We are also told in the Midrash about how revolutionary Abraham's
ideas were and about how they were not well received by his
father or by his townspeople. In the Midrash we are given the
impression that perhaps Abraham left town not just because of
God's call but also because of the anger of his neighbors and
their resentment and fear of his new ideas- he left just a day
ahead of a lynch mob, in at least one of the stories.
As young people especially, I think these stories make Abraham
someone with whom we can identify. He was someone whose parents
didn't understand him, someone who had his own ideas, and had to
set out on his own journey to discover his own truths.
But that isn't exactly the whole story in the Torah.
At the very end of last week's Torah portion, in a paragraph that
often gets overlooked, we find the surprising words:
"Terach took his son Abram, his grandson Lot the son of Harran
and his daughter in law Sarai the wife of his son Abram and they
set out together from Ur of the Chaldeans for the land of Canaan;
but when they had come as far as Haran, they settled there. The
days of Terach came to 205 years and Terach died in Haran.

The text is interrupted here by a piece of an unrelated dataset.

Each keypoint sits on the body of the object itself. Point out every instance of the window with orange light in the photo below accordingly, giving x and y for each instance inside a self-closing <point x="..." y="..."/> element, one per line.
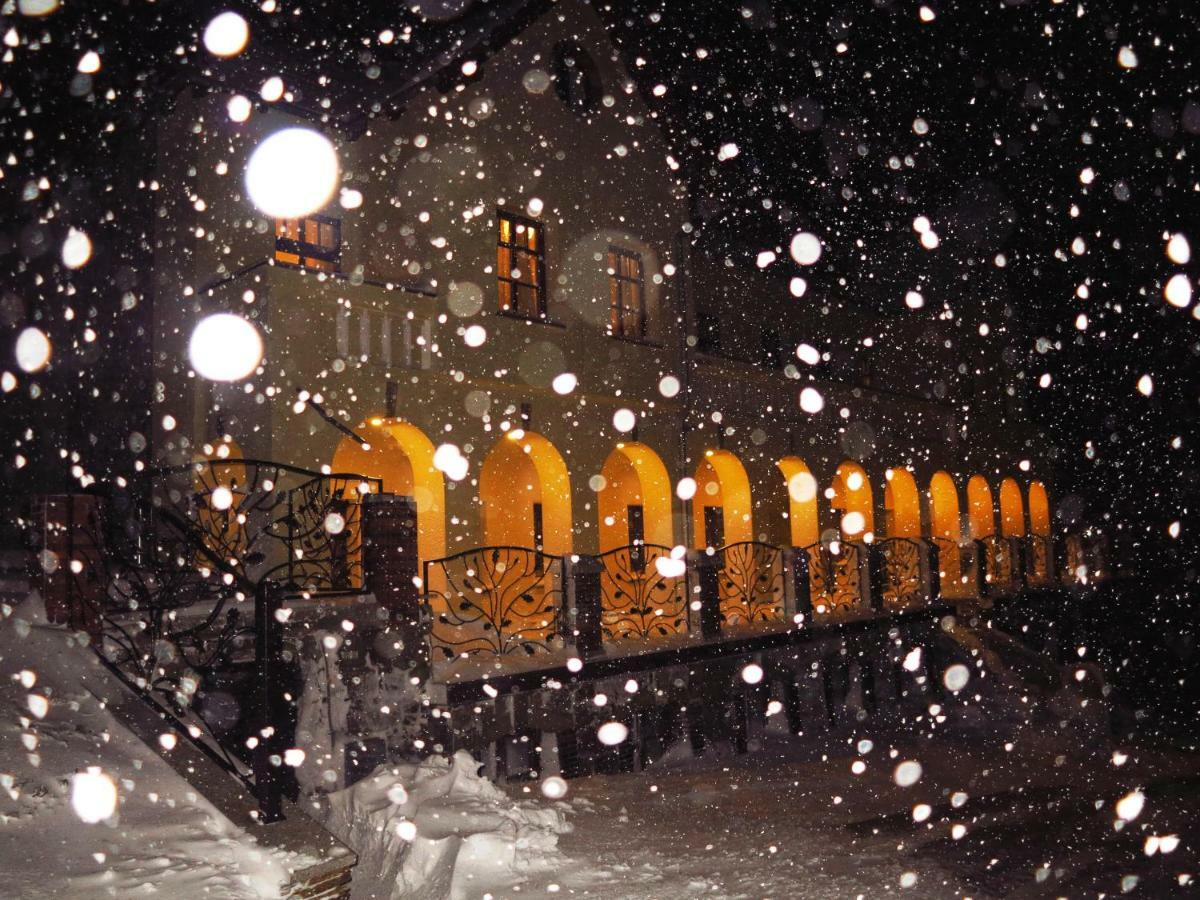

Why was Terach heading out to Canaan? Why did he leave Ur- the
city on the Tigres-Euphrates rivers, in the settled heart of
ancient Mesopotamia? Was it the death of his son which prompted
him to stay in Haran, in present day Syria and not continue his
journey? Or was there some other obstacle which prevented him
from being able to move forward and complete the journey to his
stated destination?
For me this short paragraph changes my perception of Abraham and
his father. Perhaps Abraham learned more from his father than we
have previously imagined. The midrash states that it was because
of his idolatry that Terach couldn't complete his journey. He
became stuck in Haran the place where he had stopped for a
temporary rest. Terach couldn't go the distance, but he did
succeed in transmitting to Abraham a passion for the journey.
Abraham was able to break through his father's limitations. His
thoughts went off in new directions. But he was also building on
what he had experienced as a child, a willingness to adventure,
to leave the settled areas and head off to new places.
It has happened more than once than an individual who is
converting from the religion of their parents to Judaism, will
talk to me about how this conversion was in some way part of
their father or mother's legacy. At first I was surprised, if the
parent wasn't Jewish, how is converting to Judaism their legacy.
But people have explained to me, their mother or father taught
them to think for themselves, or modeled for them the search for
a spiritual home, or told them never to settle for less than what
they felt was truly right. In this way, their parents teachings
motivated them to go off in this new direction.
When I asked the Hebrew school kids this week whether they
thought they would grow up to be like their parents, there were
many who insisted that when they grew up they would be nothing
like their parents- and every parent hopes that their child will
have the opportunity to do things and be things they never could.
But I hope you will also see, as you grow older, those lines of
continuity in your lives. For it may be in ways your don't
understand today, that the teachings of your parents, have laid
the ground work for the journeys that you will undertake.